- Multi-factor authentication (MFA). Within one year of signing the pledge, demonstrate actions taken to measurably increase the use of multi-factor authentication across the manufacturer's products.
- Default passwords. Within one year of signing the pledge, demonstrate measurable progress towards reducing default passwords across the manufacturers' products.
- Reducing entire classes of vulnerability. Within one year of signing the pledge, demonstrate actions taken towards enabling a significant measurable reduction in the prevalence of one or more vulnerability classes across the manufacturer's products.
- Security patches. Within one year of signing the pledge, demonstrate actions taken to measurably increase the installation of security patches by customers.
- Vulnerability disclosure policy. Within one year of signing the pledge, publish a vulnerability disclosure policy (VDP) that authorizes testing by members of the public on products offered by the manufacturer.
- CVEs. Within one year of signing the pledge, demonstrate transparency in vulnerability reporting by including accurate Common Weakness Enumeration (CWE) and Common Platform Enumeration (CPE) fields in every Common Vulnerabilities and Exposures (CVE) record for the manufacturer's products. Additionally, issue CVEs in a timely manner for, at minimum, all critical or high-impact vulnerabilities (whether discovered internally or by a third party) that require a customer's actions to patch or have evidence of active exploitation.
- Evidence of intrusions. Within one year of signing the pledge, demonstrate a measurable increase in the ability for customers to gather evidence of cybersecurity intrusions affecting the manufacturer's products.

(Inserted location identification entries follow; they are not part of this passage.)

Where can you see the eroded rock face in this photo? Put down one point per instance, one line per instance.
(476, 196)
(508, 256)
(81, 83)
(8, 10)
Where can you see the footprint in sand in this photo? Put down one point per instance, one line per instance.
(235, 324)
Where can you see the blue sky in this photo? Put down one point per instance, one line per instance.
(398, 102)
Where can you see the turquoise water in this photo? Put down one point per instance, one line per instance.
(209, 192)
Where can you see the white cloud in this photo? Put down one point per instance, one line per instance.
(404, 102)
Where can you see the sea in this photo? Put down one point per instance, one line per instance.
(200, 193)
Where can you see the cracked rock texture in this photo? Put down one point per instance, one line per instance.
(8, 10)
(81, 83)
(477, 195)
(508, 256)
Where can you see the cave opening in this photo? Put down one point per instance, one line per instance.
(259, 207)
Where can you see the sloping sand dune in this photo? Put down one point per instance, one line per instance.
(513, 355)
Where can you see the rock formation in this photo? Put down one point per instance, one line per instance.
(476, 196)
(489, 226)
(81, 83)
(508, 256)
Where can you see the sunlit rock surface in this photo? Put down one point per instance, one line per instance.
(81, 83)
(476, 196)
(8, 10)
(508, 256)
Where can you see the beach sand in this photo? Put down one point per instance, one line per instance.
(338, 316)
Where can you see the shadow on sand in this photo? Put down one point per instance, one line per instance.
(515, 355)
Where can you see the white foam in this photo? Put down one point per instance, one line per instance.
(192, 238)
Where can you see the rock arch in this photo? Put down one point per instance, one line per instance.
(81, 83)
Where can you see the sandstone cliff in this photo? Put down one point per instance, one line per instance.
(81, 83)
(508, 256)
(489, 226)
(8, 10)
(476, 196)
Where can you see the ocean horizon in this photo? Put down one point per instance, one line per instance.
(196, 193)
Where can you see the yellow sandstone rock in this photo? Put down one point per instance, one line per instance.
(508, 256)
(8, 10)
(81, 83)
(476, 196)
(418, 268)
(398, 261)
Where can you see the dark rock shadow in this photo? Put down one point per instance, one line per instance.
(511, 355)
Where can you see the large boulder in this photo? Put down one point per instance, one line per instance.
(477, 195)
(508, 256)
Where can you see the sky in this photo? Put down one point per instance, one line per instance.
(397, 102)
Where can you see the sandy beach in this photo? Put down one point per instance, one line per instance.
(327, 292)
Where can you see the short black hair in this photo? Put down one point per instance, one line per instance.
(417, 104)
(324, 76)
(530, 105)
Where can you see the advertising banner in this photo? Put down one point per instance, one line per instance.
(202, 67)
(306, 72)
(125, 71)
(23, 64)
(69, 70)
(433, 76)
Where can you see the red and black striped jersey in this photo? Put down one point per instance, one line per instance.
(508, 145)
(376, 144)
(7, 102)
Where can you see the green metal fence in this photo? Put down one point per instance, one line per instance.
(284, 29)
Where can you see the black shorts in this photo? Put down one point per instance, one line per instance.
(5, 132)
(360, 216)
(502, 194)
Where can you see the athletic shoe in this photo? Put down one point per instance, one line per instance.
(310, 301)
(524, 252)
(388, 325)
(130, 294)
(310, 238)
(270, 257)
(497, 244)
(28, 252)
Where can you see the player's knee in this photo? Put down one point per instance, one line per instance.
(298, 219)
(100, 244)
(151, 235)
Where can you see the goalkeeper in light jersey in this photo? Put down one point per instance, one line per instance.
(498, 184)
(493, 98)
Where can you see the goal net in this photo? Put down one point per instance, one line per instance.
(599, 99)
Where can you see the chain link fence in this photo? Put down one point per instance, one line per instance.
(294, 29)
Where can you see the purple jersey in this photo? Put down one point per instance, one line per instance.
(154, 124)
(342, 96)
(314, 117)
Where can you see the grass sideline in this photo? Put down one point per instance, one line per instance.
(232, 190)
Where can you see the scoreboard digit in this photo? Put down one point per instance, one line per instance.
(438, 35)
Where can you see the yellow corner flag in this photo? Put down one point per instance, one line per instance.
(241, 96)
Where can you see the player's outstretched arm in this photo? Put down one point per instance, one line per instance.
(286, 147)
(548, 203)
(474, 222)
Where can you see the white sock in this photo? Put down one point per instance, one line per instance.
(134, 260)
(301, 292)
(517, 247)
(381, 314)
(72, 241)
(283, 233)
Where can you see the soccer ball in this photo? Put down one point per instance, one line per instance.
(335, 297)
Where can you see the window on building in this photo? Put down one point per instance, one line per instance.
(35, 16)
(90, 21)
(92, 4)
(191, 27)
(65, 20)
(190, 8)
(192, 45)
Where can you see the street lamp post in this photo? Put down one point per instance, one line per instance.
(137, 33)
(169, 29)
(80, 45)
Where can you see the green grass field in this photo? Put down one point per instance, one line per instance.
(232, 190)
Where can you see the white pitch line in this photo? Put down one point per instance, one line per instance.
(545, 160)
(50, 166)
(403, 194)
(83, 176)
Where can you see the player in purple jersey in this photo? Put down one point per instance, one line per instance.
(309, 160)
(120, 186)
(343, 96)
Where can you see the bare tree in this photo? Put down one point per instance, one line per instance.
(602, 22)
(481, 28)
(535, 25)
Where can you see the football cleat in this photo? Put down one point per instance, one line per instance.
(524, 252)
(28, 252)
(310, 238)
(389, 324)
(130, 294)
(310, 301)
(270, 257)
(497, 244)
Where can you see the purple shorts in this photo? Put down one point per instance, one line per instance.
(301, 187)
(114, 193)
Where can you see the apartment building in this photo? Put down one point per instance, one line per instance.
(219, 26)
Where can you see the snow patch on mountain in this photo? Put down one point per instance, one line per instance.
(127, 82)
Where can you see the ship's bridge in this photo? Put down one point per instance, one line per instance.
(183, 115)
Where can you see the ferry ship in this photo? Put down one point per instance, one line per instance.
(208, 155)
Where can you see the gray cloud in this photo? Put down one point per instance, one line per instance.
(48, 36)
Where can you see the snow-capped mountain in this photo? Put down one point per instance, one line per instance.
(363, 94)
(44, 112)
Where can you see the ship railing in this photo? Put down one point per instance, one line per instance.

As part of its pledge, Sophos is committed to releasing passkey support in Sophos Central and publishing adoption statistics of its new, stronger multi-factor authentication. Also, customers will be able to choose their own federated multi-factor authentication. Sophos will also better ensure safe deployments through vigorous password creation enforcement during device setup.The primary goal of CISA's Secure by Design initiative is to improve software security by enhancing software's inherent security — and secure manageability — as it's shipped from the manufacturer. By getting software makers to develop more secure code, implement reasonable security practices, and provide the public with transparent insights about their security practices, security of software can only increase. That should, sometime in the future, result in more secure and resilient enterprises.No one knows for sure how long that will take.